I am by no means shy about pointing out problems with Windows on this blog but I do try to be objective in my criticism. Today I have the rare pleasure of sharing a Windows command-line tool that I haven’t been able to find an equal to on RedHat Enterprise Linux (RHEL) 4. A few weeks ago a rogue DHCP server caused us some serious problems at work so I was asked to find a simple tool for detecting rogue servers. In theory there are loads of tools for this on Linux but after having tried everything Google was able to find for me (an entire day’s work) I’d still drawn a blank. Everything I tried insisted that our main DHCP server did not exist. What’s more tcpdump showed responses from the DHCP server arriving at the machine but all the tools insisted they got no reply regardless. In my search I did come across dhcploc.exe, a small MicroSoft command-line tool that ships with most versions of Windows. Granted, it’s not part of the default install but it is on the CD none the less and more importantly it works!

[tags]Windows, RedHat, RHEL, DHCP, Rogue DHCP Servers[/tags]
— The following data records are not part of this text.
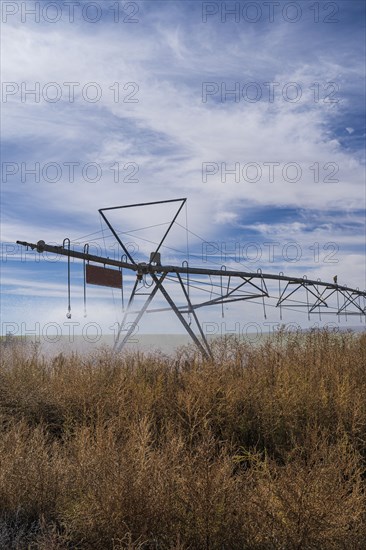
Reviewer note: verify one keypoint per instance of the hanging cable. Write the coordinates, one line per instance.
(86, 251)
(123, 259)
(68, 314)
(223, 268)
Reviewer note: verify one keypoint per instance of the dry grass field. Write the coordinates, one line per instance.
(264, 448)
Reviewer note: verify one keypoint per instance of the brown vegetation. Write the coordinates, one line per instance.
(264, 448)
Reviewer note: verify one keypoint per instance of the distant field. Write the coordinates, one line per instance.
(262, 448)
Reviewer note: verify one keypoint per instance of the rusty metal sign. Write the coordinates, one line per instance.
(103, 276)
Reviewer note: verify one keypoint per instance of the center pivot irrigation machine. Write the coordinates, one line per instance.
(219, 286)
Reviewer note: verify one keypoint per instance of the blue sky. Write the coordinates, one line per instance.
(175, 132)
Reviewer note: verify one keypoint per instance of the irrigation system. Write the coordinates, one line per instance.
(199, 286)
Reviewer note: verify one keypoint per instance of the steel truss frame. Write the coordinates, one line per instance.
(315, 296)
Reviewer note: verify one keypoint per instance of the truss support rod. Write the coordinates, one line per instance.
(125, 314)
(191, 310)
(117, 237)
(182, 320)
(142, 310)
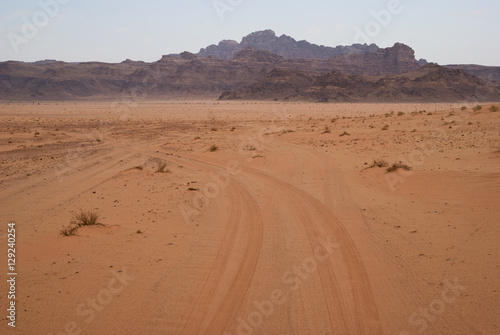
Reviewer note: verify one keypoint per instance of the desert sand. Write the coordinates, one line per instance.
(265, 220)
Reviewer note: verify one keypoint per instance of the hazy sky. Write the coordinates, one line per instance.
(442, 31)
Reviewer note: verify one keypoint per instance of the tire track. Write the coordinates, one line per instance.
(228, 281)
(320, 221)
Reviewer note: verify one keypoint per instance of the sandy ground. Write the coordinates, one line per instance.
(284, 227)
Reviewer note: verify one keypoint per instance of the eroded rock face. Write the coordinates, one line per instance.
(430, 83)
(284, 46)
(390, 74)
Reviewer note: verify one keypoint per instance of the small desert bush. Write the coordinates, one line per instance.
(162, 167)
(380, 163)
(397, 166)
(71, 230)
(86, 218)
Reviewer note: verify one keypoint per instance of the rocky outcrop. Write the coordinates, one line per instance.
(283, 45)
(431, 83)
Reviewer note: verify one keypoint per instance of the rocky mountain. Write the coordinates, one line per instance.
(284, 46)
(187, 74)
(430, 83)
(253, 72)
(491, 73)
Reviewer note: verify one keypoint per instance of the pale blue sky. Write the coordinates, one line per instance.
(442, 31)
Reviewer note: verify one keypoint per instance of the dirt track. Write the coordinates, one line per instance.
(284, 230)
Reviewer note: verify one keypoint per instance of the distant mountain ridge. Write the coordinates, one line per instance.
(252, 72)
(284, 46)
(430, 83)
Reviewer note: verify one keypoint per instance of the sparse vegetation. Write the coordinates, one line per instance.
(249, 147)
(71, 230)
(397, 166)
(86, 218)
(161, 167)
(380, 163)
(477, 108)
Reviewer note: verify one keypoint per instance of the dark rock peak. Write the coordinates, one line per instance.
(251, 54)
(188, 55)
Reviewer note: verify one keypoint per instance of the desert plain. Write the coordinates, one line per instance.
(252, 217)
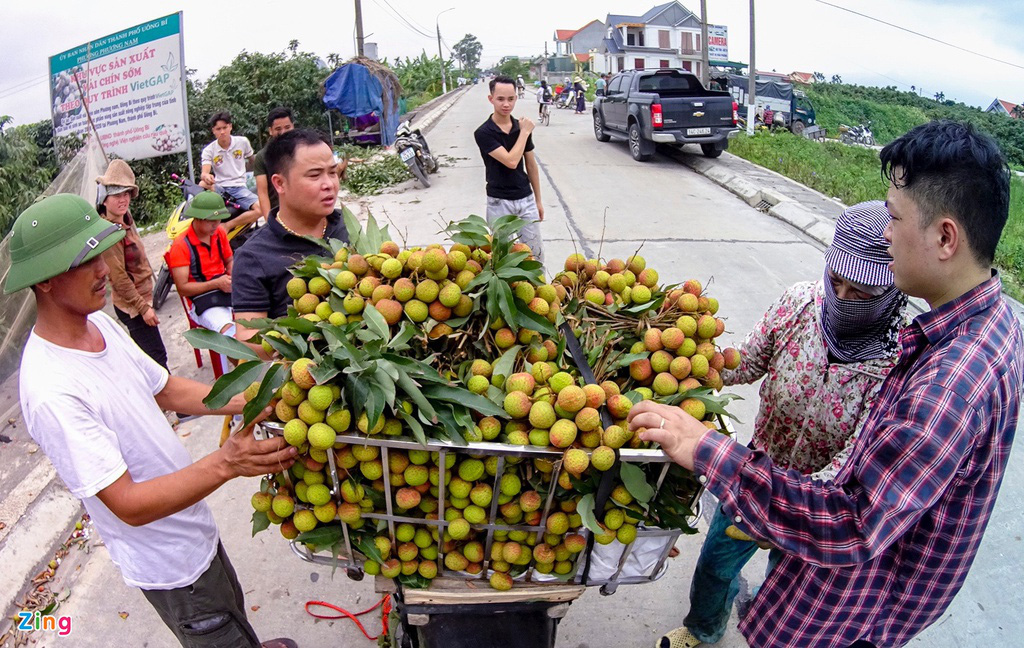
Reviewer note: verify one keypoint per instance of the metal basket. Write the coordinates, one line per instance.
(350, 558)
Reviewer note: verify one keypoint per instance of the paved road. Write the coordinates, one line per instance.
(597, 200)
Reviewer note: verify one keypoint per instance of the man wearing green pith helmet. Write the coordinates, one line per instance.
(93, 401)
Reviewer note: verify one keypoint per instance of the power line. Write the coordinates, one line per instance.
(11, 91)
(394, 13)
(926, 36)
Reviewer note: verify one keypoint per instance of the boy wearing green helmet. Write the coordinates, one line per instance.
(99, 420)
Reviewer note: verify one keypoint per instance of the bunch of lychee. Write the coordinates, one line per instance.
(471, 489)
(424, 286)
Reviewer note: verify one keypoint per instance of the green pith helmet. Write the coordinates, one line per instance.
(53, 235)
(207, 206)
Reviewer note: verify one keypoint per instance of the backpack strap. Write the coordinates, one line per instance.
(195, 267)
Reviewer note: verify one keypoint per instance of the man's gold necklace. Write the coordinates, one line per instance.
(292, 231)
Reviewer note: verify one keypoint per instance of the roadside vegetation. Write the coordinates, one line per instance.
(853, 174)
(893, 113)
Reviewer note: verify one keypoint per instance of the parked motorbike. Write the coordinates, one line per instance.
(413, 149)
(176, 225)
(565, 98)
(856, 135)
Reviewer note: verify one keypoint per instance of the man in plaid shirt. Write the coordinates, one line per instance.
(877, 555)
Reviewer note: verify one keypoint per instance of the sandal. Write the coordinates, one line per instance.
(679, 638)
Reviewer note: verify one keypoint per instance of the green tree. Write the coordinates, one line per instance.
(28, 164)
(468, 51)
(513, 67)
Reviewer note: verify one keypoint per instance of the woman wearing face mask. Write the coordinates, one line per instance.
(131, 274)
(823, 349)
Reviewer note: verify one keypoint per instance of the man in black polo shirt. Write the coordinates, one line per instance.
(302, 168)
(507, 147)
(279, 122)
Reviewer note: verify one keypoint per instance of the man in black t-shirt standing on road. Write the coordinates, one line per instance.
(513, 177)
(302, 168)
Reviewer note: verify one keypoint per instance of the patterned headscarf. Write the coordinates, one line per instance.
(861, 330)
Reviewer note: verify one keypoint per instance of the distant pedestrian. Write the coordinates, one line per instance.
(131, 274)
(580, 88)
(513, 177)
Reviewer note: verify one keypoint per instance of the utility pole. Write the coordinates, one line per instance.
(440, 55)
(705, 72)
(752, 88)
(358, 28)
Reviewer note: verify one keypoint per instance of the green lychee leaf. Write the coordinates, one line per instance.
(233, 383)
(286, 349)
(586, 510)
(219, 343)
(272, 380)
(636, 482)
(414, 426)
(375, 321)
(506, 362)
(322, 536)
(415, 580)
(529, 319)
(464, 397)
(260, 522)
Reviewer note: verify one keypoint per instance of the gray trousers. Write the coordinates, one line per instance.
(210, 612)
(525, 209)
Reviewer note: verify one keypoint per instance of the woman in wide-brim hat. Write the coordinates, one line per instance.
(823, 349)
(131, 274)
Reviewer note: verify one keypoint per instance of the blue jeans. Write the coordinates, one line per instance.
(716, 579)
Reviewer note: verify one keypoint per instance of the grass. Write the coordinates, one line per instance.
(852, 175)
(848, 173)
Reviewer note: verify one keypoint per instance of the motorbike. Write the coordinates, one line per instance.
(566, 98)
(176, 225)
(856, 135)
(413, 149)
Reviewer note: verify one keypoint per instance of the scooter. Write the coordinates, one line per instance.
(413, 149)
(856, 135)
(176, 225)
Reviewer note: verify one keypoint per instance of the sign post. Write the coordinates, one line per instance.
(133, 84)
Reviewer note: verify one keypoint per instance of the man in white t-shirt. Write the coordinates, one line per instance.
(93, 401)
(224, 163)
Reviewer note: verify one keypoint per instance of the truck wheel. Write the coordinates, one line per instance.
(640, 150)
(599, 128)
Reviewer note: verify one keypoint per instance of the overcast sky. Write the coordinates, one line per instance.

To install dhcploc.exe you have to install the Support Tools which you have to look for on your Windows CD. Once you have this installed you can set it looking for rogue servers with the following command:

dhcploc  

dhcploc.exe will then run continually and display all DHCP responses it sees. It will beep each time a rogue server is seen. You can also get it to only show you rogue traffic with the -p flag.

It’s rare that Windows has more powerful command-line tools than Linux but when it comes to detecting rogue DHCP servers Windows had it nailed with this simple tool that just works! I just hope this tool still exists in Vista!

Update 21 December 2006

I have finally found a tool that works for RHEL and Debian (and probably all Linuxes). It’s a Perl module and accompanying script which can optionally be run as a demon and be setup to email you each time it finds a rogue server. It’s called RogueDetect and is GPL. I have tested version 0.4Alpha2. I’ve also used this code as a basis for a Nagios plugin the code for which I’ll be releasing over the next few days on this blog.